(this is long!)
Obviously, new member. Old school 80s stoner (currently a licensed medicinal marijuana user). Grew up believing joints, were a waste, pipes weren't much better and one-hitter, slow draw bong hits, were the ultimate in smoking pleasure. FF>> several years, even a 6 year Navy enlistment, back to civilian life... picked right back up on being a stoner. It was different this time, whereas before I was an everyday, heavy, heavy smoker... it was more sporadic in my late 20s, early 30s.
Then I just quit. Got a bit paranoid about being caught and with a family... couldn't afford that. Switched jobs, ended up driving big trucks, delivering gas/diesel and other petroleum products. Frequent tests and really not a job to be impaired in any way, just for coming home alive's sake.
Unknown to me at the time, I was hurtling towards a night that would forever changed my life and drastically shortened it. That night was 9/30/09. Most, I'm sure... have heard of John Ritter. He died not of a heart attack, but an Aortic Dissection. That night in September, an aneurysm no one was aware of, tore the inner wall of my aorta. It didn't stop tearing and tore all the way up both my carotid arteries, the entire ascending and descending portion, all the way to both kidneys. Repairing the entire aorta... is impossible. So 13 hours of emergency surgery later, I was left with a graft on a portion of the ascending and the rest... pretty much in internal tatters. As one Cardiovascular Neurosurgeon told me, "If you're asking me to fix you, I wouldn't even know where to start... there isn't any beginning (of the tear... its just ALL torn)."
Now I hope you don't have the sob story scenario playing in your head. I do feel like a miracle. Only 3% of people that have a dissection, survive. Granted it usually hits men in their 60s and 70s... not their 40s. But still... I shouldn't be here. I still am.
I did go through the stages of grief. However, I got stuck on the depression. Not only was I taking pharmaceuticals for my blood pressure, I was on anxiety medicine (Xanax) to. Then one day, I told my doctor I felt like I was dying (didn't want to), every day. From the time I went to bed, wondering if I would wake up... to waking up, wondering if I would make it through the day. I was prescribed Paxil. A year after my surgery and I was still experiencing daily pain... Tramadol! Sure I wasn't anxious, depressed or any sharp pains. But I wasn't really excited, happy about anything and the pain wasn't sharp anymore, but it was dull. Just kind of "being" in my existence.
So I started to look into the medicinal value of Marijuana. Wow, with all the new strains and science of it. Your choices back in the day (if you even had a choice), were typically either Sativa or Indica. Now there were hybrids, gene splicing strains to get desired effects. Wanted to experience the senses, feel alive... anxiety pretty much gone, pain still around, but not nearly as often or intense? You could probably find it. So I got the license. Tried a couple strains from a crap co-op and was unsatisfied. However, I noticed everyone gives away some sort of freebie for joining the co-op. Woot! Free stuff!! I try another one. This time, the guy knows what he's talking about. He takes the time, to hear my story. He shows me different strains. I settle on 2 grams each of 2 different Sativa dominant strains.
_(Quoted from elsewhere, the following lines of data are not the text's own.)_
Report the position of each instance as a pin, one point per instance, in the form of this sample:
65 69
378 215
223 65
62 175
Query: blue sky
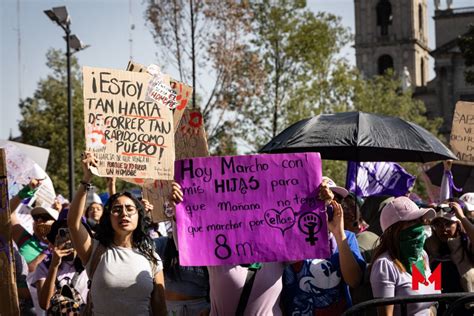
103 24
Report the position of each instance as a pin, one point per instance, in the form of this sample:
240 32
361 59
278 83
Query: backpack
66 300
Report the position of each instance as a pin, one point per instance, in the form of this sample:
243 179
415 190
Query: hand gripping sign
246 209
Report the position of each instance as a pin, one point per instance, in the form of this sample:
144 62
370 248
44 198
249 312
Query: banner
182 91
378 178
246 209
131 137
462 133
190 142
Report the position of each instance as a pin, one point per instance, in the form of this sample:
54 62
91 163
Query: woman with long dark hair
126 273
451 246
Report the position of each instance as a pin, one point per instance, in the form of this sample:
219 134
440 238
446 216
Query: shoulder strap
244 297
75 278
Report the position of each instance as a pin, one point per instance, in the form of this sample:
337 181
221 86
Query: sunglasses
128 209
446 209
43 217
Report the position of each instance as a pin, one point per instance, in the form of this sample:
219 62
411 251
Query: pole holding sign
8 289
129 135
462 133
246 209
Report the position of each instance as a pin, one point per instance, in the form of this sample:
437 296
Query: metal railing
459 299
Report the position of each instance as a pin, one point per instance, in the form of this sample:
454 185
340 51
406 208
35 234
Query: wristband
26 192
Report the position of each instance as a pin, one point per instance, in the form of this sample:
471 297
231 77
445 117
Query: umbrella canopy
360 136
463 176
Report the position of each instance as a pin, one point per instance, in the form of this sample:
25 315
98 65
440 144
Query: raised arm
466 224
27 191
80 237
445 189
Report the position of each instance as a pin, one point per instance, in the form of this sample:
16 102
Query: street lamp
60 16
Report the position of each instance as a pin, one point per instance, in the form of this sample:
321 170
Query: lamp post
60 16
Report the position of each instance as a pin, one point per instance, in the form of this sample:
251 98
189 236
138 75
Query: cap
403 209
45 210
334 188
468 199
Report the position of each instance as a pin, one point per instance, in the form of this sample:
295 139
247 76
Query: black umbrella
463 176
360 136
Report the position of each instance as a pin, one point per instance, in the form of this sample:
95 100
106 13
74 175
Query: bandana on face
412 240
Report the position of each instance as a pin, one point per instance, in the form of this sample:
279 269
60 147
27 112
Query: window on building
384 15
384 63
420 16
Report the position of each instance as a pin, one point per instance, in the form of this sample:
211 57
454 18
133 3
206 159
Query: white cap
468 199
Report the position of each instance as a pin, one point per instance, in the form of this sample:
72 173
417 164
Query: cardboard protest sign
133 66
130 136
462 133
22 169
378 178
190 141
246 209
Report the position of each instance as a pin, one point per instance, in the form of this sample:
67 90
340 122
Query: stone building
394 34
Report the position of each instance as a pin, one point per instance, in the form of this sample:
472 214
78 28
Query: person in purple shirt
401 249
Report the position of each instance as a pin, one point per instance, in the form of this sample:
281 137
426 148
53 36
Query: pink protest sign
245 209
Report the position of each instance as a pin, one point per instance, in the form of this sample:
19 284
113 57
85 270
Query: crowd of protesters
93 258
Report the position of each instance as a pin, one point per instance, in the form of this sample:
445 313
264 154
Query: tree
211 35
45 121
466 44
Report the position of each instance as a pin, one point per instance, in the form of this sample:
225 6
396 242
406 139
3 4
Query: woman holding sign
125 272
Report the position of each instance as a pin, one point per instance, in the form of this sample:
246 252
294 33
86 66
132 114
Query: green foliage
466 44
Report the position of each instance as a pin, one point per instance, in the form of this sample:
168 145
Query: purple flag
378 178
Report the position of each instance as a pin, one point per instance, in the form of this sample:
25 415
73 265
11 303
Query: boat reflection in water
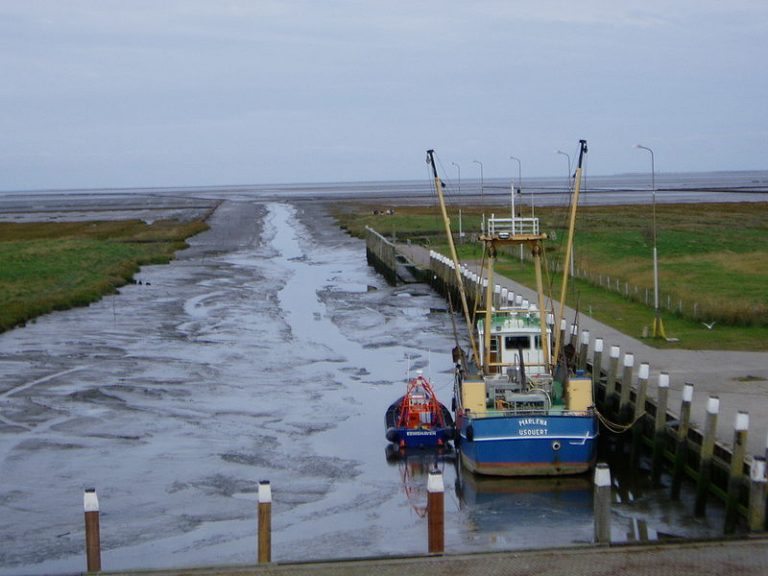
415 465
518 512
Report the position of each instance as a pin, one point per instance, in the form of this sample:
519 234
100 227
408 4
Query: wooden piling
265 522
681 449
92 530
581 364
597 363
736 472
610 383
757 495
602 503
707 449
637 427
660 428
626 384
435 512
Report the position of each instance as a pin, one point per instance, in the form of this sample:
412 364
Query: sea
267 350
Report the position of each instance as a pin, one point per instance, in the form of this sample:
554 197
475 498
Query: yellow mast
568 248
454 256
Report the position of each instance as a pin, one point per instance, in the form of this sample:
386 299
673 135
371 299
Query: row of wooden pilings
435 517
738 479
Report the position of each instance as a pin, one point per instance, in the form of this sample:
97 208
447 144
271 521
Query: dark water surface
267 350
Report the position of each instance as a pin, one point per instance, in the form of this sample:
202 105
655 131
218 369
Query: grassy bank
56 266
713 263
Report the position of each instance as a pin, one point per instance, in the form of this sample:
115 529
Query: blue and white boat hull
547 445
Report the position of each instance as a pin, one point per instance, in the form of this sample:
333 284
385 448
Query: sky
134 93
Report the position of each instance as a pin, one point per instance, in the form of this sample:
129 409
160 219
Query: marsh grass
56 266
713 256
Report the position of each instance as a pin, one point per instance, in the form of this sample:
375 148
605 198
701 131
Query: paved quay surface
712 372
742 557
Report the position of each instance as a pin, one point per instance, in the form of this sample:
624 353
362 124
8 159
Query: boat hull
547 445
423 436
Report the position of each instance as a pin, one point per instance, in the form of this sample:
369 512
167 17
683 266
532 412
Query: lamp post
482 192
461 234
568 187
658 326
520 191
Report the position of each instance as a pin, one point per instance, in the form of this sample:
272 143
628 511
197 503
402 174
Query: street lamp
520 191
482 192
459 169
658 325
567 188
569 167
461 233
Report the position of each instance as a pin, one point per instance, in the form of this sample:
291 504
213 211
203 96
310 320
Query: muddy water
267 350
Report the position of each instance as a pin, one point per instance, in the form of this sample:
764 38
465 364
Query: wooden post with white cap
92 532
660 428
736 474
681 450
637 427
265 522
707 450
435 512
757 496
602 503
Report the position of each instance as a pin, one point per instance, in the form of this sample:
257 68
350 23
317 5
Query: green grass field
713 263
56 266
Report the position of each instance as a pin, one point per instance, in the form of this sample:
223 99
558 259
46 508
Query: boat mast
454 256
568 249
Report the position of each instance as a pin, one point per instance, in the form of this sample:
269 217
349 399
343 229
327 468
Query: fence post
265 522
602 503
681 451
92 531
707 449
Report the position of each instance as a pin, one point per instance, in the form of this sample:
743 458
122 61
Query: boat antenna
456 264
569 247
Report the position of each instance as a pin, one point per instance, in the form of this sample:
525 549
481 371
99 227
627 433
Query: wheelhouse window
515 342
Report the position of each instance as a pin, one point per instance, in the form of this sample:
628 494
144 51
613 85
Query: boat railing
530 412
511 227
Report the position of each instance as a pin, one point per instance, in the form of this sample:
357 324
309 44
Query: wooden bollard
583 350
681 450
637 427
435 512
597 363
757 484
660 428
626 385
736 474
602 504
92 532
707 449
610 383
563 330
265 522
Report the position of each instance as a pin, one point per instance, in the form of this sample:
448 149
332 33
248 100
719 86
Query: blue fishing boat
519 408
417 419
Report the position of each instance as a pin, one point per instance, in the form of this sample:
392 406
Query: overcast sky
189 92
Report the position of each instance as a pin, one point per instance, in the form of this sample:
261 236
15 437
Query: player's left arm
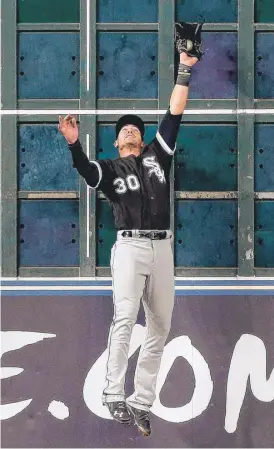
170 125
188 45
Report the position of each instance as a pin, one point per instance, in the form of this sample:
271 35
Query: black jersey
136 187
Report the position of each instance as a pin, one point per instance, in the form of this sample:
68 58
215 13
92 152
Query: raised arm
188 45
89 170
180 91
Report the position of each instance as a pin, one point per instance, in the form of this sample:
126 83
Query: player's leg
158 305
129 271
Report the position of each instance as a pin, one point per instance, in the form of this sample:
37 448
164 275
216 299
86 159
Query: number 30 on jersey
131 182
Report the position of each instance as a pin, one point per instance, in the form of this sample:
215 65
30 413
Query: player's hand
68 127
188 60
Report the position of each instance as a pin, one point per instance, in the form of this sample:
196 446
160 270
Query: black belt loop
127 234
153 235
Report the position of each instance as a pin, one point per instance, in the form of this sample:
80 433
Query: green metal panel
215 12
264 11
8 140
264 234
206 233
106 233
208 11
206 158
48 11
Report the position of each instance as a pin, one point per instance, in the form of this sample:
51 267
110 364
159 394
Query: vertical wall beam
8 141
87 205
246 139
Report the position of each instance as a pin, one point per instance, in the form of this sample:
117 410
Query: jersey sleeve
168 132
96 173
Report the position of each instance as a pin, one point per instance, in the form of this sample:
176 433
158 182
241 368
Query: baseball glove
188 38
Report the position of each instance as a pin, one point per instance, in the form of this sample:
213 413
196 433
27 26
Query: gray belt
153 235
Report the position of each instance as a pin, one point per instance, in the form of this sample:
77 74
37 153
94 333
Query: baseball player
136 186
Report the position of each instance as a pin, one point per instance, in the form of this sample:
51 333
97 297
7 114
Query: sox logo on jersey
154 168
131 182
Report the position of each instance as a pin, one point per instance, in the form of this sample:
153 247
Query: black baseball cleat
141 420
119 411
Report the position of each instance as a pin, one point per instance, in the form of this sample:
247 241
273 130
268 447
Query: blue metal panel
48 65
48 233
44 160
127 11
264 11
106 138
264 72
206 233
106 233
127 65
206 158
264 158
264 234
208 11
215 76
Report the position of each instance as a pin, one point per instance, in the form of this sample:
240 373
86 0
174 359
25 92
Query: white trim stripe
107 278
109 288
164 144
135 111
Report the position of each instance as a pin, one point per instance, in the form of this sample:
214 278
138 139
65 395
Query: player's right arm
91 171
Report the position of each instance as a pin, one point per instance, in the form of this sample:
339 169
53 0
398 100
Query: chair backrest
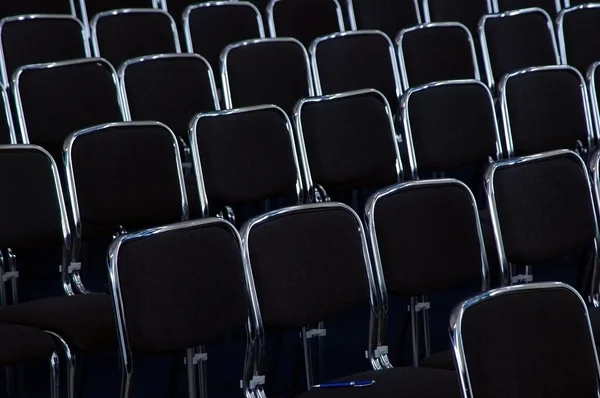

Woo Hoo! Now this is a change. I'm starting to move out of that depression zone. I'm going to bed... well, just plain tired, instead of nervous. I wake up in a good mood, I'm world's more active and I take joy in the big and the little things. Family takes on a whole new meaning and I find myself wanting to make a lasting, healthy (mentally. lol) and loving memories of me. I want my daughter to grow up, with all kinds of memories. I probably wont live much past her 16th birthday (she's 10)... but I want to leave her enough, to last her a lifetime of fond smiles. Getting through to my wife is different. She doesn't agree with the alternate medical treatment and doesn't ever want to discuss my medical or mental condition, on a whole. All is not lost with her, however. I do see the difference in her overall mood. I'm helping her heal also.
So...
To make this excruciatingly story a little longer, but a little shorter...
I finally discovered Vaping this week. I decided to start small and got a VG Bat. Took me 3 wasted (wasteful) bowls of exquisite medicine, before I hit that sweet spot. I hit it hard and fast and overwhelmingly. WHAM! My head exploded into a cerebral zone unsurpassed. My body felt, energized and nerve endings were in tune. Senses on alert.
How do you all come into this? During my reading/education on Vaporizers. I lurked here a lot. The knowledge was awesome and the atmosphere informative and friendly. I hope I can be a contributing member.
But thank you all, for making my transition a much smoother and enjoyable journey.